Prince William and his wife Catherine's baby, due this month, will be born directly in line to become king or queen, after Queen Elizabeth II's eldest son Prince Charles, and then William, his eldest son.
Ending male primogeniture had been talked about for decades but William and Kate's wedding in April 2011 jolted governments into action to ensure that if the couple's first-born is a girl, its gender could not keep it from the throne.
The premiers of Britain, Australia, Canada, New Zealand and the 12 other countries where Queen Elizabeth reigns reached agreement in principle at the last Commonwealth summit in October 2011.
The law change must be unanimous and identical in each country to avoid ending up with different monarchs in different states. It can only come into effect when all the realms have ratified it. But the process is not proving as straightforward as had been hoped, with challenges thrown up by Quebec in Canada and Queensland in Australia.
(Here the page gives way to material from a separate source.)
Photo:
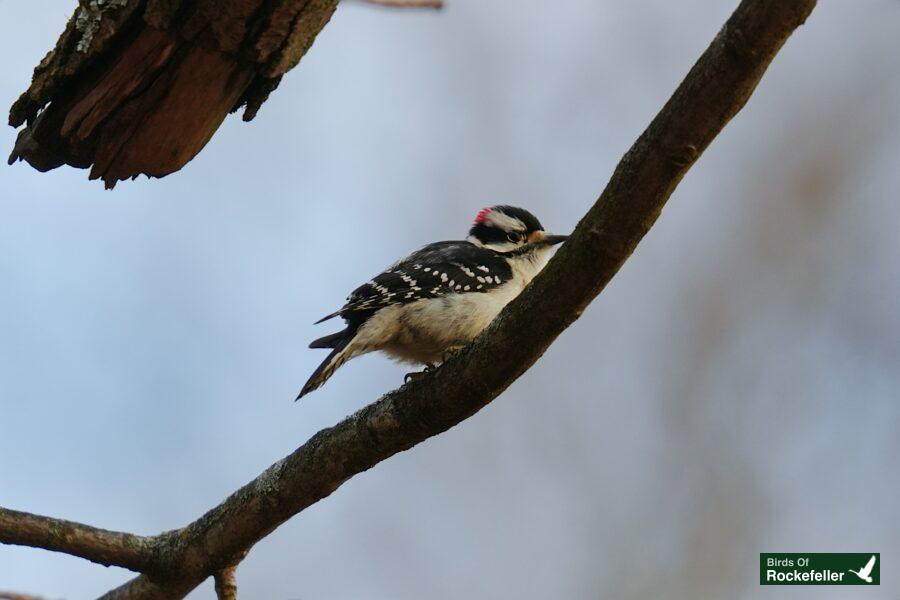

"It's a pretty complicated operation in which 16 countries in all have to change their law or their constitution," Robert Hazell, director of the Constitution Unit at University College London, told AFP.
"What the British government hopes is that the other countries may have changed their laws by the end of this year or at the latest over the next 12 months, but it's taken them a long time already," he said.
"If they had a girl and then a boy and if the new law had not been brought into effect, then the boy would be next in line to the throne, so it's not secured yet." But if and when it is passed, then the legislation will be backdated to apply from the 2011 Commonwealth summit agreement onwards.
"It's not a race against time," said a spokesman for Britain's Cabinet Office ministry. "All the realms agreed that they would do this."
In French-speaking Quebec the issue is a court challenge to the way that the Canadian parliament passed a law to agree to the succession changes, rather than a problem with the changes themselves.
Queensland meanwhile does not want to refer the powers to change the succession law to the 54-nation Commonwealth of mainly former British colonies. By sheer coincidence, formal agreement to proceed with legislation was received on the same day last December that Kate's pregnancy was announced.
Sped through parliament in Britain, the Succession to the Crown Act 2013 gained royal assent on April 25. "In determining the succession to the crown, the gender of a person born after 28 October 2011 does not give that person, or that person's descendants, precedence over any other person (whenever born)," it says.
It also removes the ban on a future monarch marrying a Roman Catholic, and limits the number of those in the line needing the king or queen's permission to marry to the first six. Drawn up in an era of sectarian strife, the Act of Settlement 1701 governs succession to the throne.
It states that only Protestant descendants of Sophia of Hanover, the mother of king George I, can accede. Roman Catholics and anyone marrying a Catholic were specifically excluded. The ban on Catholics inheriting the throne will remain in place as the monarch is also head of the Church of England.
The new baby will push back William's younger brother Prince Harry, 28, to fourth in line to the throne. Harry, a helicopter pilot with the British army, will drop further down with any future children that William and Kate, or their offspring, may have.
In a new move, the baby will bear the title of prince or princess and enjoy the style of royal highness from birth, following letters patent issued by Queen Elizabeth on December 31 last year. Just as there are no set duties for the heir to the throne, there are even fewer for those further back in the queue, with the royal baby facing a lengthy wait for the crown.
Patrick Jephson, former chief of staff to William's mother Diana, told AFP: "One of the big problems facing the future of the British royal family is this issue of a surplus of heirs. "As long as most British people can remember they have had the same sovereign.
"A lot of young people, I would imagine, are keener there should be a king and queen of their own generation."